The ominous phrase "permanent underclass" has been bandied about recently to describe inhabitants of these inner-city war zones. Reagan must find a way to rehabilitate dying cities, and the only reminder he wil ever need of the urgency of the problem is a quick drive up 14th Street NW to about the intersection of V Street where Rev. Raymond B. Kemp, pastor of St. Paul & Augustine Church, ministers to society's outcasts on some of the District's most treacherous streets.

"What difference will Reagan make?" Kemp asked. "Hold on a minute." He yelled something over his shoulder, then returned to the phone. "I'm saying goodbye to a man who has scars in his neck from shooting heroin," he explained. Nothing out of the ordinary.

Kemp put down the telephone and fired questions at the visitors.

"Is the heroin out of your system? Have you got a girlfriend? Yeah, yeah, that's what you always say.
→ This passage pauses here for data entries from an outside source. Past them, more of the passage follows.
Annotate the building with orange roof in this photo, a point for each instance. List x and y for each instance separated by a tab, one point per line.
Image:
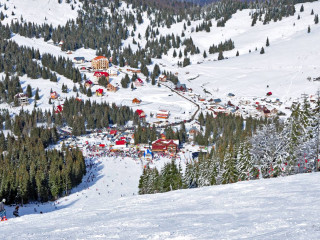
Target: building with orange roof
100	62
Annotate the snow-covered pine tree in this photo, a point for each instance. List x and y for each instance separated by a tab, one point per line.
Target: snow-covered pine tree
244	162
269	150
229	172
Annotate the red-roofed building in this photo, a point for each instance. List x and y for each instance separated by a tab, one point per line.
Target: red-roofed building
141	113
98	75
163	114
88	84
121	143
54	95
100	62
99	92
162	145
138	82
113	132
58	109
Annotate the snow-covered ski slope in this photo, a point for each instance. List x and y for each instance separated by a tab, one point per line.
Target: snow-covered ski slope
281	208
39	11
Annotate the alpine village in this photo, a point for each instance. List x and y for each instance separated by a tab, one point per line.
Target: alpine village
159	119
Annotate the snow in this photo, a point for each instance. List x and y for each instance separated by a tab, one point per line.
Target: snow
36	11
108	207
282	208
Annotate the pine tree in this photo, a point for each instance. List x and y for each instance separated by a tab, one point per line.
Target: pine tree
37	97
220	56
316	19
267	42
174	53
230	173
301	8
204	54
29	91
89	92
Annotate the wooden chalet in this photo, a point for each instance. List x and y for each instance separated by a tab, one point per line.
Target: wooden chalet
166	146
53	95
88	84
78	60
134	70
58	109
162	78
111	88
141	113
163	114
100	62
99	92
112	72
181	87
136	101
23	99
138	82
98	75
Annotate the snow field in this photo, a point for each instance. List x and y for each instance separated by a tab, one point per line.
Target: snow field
40	11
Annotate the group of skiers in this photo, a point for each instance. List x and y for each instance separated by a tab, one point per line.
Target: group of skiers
3	212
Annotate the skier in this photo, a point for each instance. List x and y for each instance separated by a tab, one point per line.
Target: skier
16	212
2	211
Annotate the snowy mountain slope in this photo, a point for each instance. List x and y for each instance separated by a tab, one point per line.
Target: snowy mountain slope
287	63
282	208
39	11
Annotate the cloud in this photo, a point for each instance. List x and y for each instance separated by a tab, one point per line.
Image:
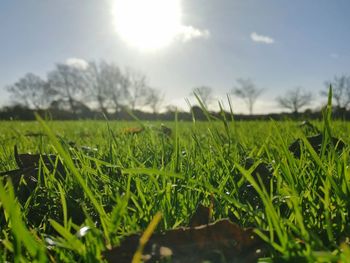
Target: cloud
261	38
77	62
334	55
187	33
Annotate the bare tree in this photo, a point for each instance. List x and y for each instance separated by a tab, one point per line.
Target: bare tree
205	93
117	85
137	89
154	99
295	99
340	90
31	91
70	84
248	92
97	89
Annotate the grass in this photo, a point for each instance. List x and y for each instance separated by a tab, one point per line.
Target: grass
117	188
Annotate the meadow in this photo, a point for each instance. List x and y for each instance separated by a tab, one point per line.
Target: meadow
78	189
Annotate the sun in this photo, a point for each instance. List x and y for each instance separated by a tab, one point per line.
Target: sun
147	24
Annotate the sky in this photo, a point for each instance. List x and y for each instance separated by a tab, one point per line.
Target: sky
279	44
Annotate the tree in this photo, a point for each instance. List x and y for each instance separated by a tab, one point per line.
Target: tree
70	84
136	88
295	99
340	90
205	94
97	88
248	92
154	99
31	91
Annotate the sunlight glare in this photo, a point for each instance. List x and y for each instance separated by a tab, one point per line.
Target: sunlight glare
147	24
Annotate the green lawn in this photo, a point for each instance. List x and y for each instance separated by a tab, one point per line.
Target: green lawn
114	181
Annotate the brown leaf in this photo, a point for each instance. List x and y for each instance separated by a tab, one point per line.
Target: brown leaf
201	216
222	241
133	130
316	143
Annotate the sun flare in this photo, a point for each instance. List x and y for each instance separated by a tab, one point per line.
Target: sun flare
147	24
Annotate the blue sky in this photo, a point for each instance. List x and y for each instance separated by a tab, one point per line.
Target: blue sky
310	44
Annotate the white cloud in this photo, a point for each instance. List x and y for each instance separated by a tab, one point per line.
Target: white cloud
77	62
187	33
261	38
334	55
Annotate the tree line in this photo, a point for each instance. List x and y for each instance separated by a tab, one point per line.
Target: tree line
79	87
83	89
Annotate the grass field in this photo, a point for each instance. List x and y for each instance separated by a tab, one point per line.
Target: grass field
110	181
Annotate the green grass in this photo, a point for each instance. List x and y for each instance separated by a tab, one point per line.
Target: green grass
118	188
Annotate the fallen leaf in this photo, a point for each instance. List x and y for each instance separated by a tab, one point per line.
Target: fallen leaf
316	143
222	241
Clean yourself up and get a job." The man, for whom Kemp had hope but not optimism, quietly left.

"On one level, presidents come and go," Kemp said, returning to the telephone. "On another, though, the mood in the street is that times are tough, and they're going to get tougher. Maybe we're ready to have things couched in Republican terminology.

Maybe we're ready to say it's time to work on ourselves for a while. I'm not sure that's half bad. Maybe it's time to say that the government isn't interested in giveaways but it is interested in helping people do bootstrapping things.

"Reagan has got to take care of Washington. No president wants an upset in his back yard. Every president has to take care of his own back yard, doesn't he?"